I got acclimatized at a position on a property near Wagga. It was a mixed property in a small town named Milbralong about 50 miles from Wagga. Really only small to Australian standards but huge to what I was accustomed to in UK: about 1200 acres from memory with sheep and a small herd of cattle. They hadn’t had a decent rain for about seven years I was told, and they were finding it hard to grow crops.
The owner and his family were named Grause (they were of German descent), and the property was called The Pines. I was shown my bedroom on the sleepout of the house. It didn’t amount to much – just a bed basically, and I was told: where the carpet starts you stop – the only uncarpeted rooms were the bathroom and the kitchen – needless to say I didn’t get to see the rest!
I remember it was still very warm out there in May and I turned 18 a couple of weeks after arriving. The boss carried on about how he asked for a 17 year-old, not an 18 year-old as now he had to pay me an extra five shillings a week, (bringing my weekly wage to five pounds). He was a hard task master. I recall he would get me out of bed about 5.30 am, give me the jobs he wanted done, and go back to bed.
After a few months I worked out he just wanted cheap labour and realized why his 19 year-old son didn’t work on the property but on one a 100 miles away.
So, it was five months later I decided to hand in my notice and head for Sydney.
Once in the big smoke I met up with a few of the guys who made the voyage with me seven months earlier. We lived in a boarding house in Alt St, Ashfield.
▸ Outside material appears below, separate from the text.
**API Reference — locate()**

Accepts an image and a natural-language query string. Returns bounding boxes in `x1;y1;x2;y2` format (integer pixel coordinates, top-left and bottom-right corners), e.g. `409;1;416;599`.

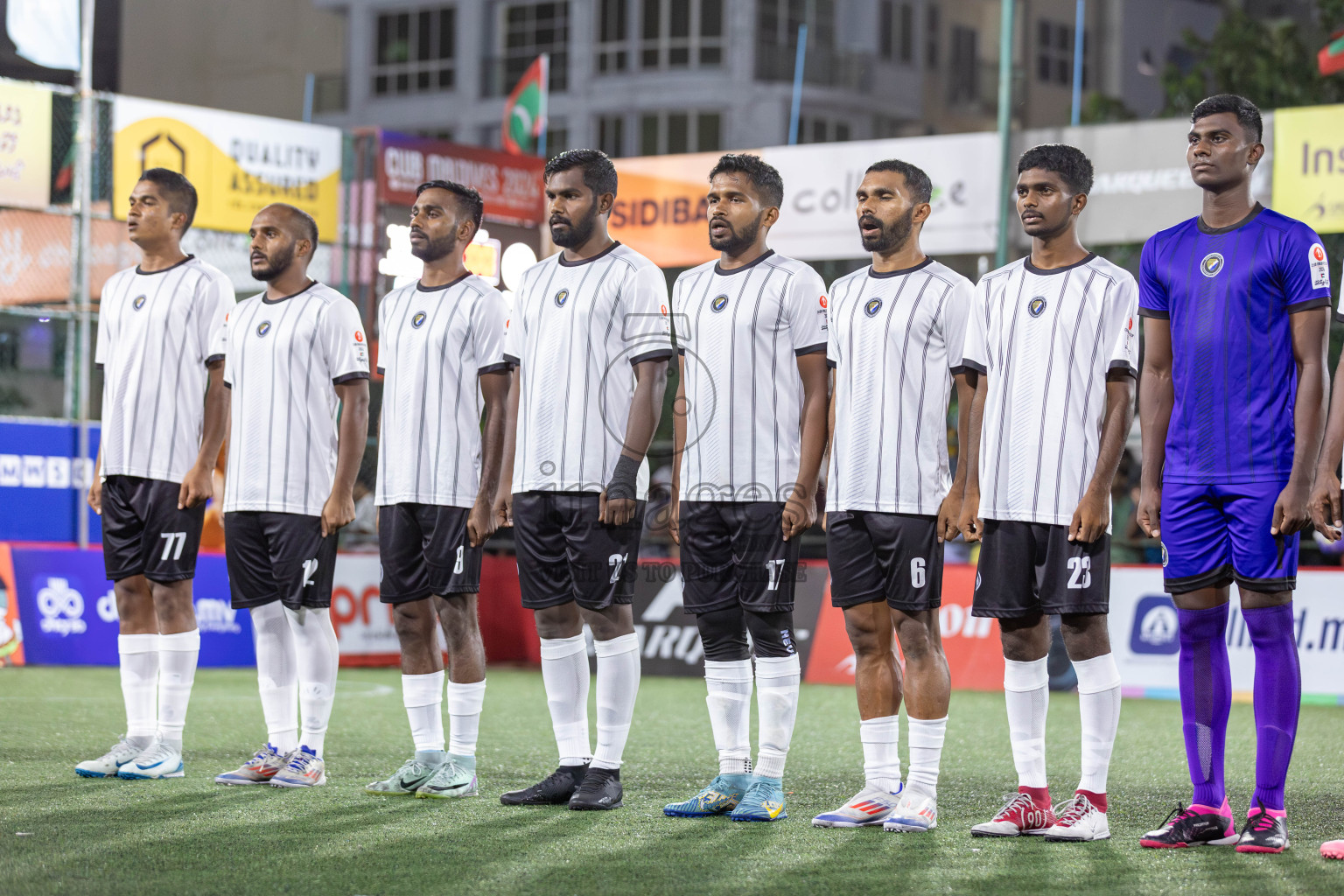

The war in Vietnam had started and the Services were recruiting so I applied to the Regular Army but got knocked back for medical reasons, only to be called up for National Service three months later and was told I was ok to go to war! I but still very annoyed that I missed out on the Regulars so when I listed the reasons for not being accepted previously to the medical officer, he looked into his little black book and said I was exempt. That was music to my ears I remember!
Christmas of ‘63 a fellow Little Brother (David Phelps) and I headed of for Mildura and the grape picking season. It was six weeks of hot dry weather but paid well (six pence a bucket).
I was rich with 90 quid in my pocket when I headed for Adelaide to catch up with my uncle and family, hitching a lift outside Mildura in a Hillman with a trailer in tow. A couple of young guys and girl asked where I was heading: Adelaide I said. Good, that’s where we are going, they said. So off we went.
Got to outskirts of the city and the wheel bearing was making a hell of a racket so we pulled into a servo when a couple of guys in suits approached us and presented us their police ID.
So, I spent the next eight hours in the Police Headquarters trying to explain I was only a passenger. It appears the car and trailer were stolen, and the girl was a 14 year-old runaway. The Superintendent apologized for detaining me and told me to beware of strangers and got my uncle to come and pick me up.
I bought my first car, a 1934 Ford, for 50 pounds (would be worth a fortune these days) and after 12 months went back to Sydney, got married, had children, got separated and went back to Adelaide.
Then on to Katherine, NT for a couple of years, over to Qld – Bundaburg, Gladstone, Townsville, all with Coates Hire – managing their branches till I turned 50 and was too old for their corporate image.
Retired now and enjoying the life of farm-sitting with my wife of 20 years. In a small country town in SA.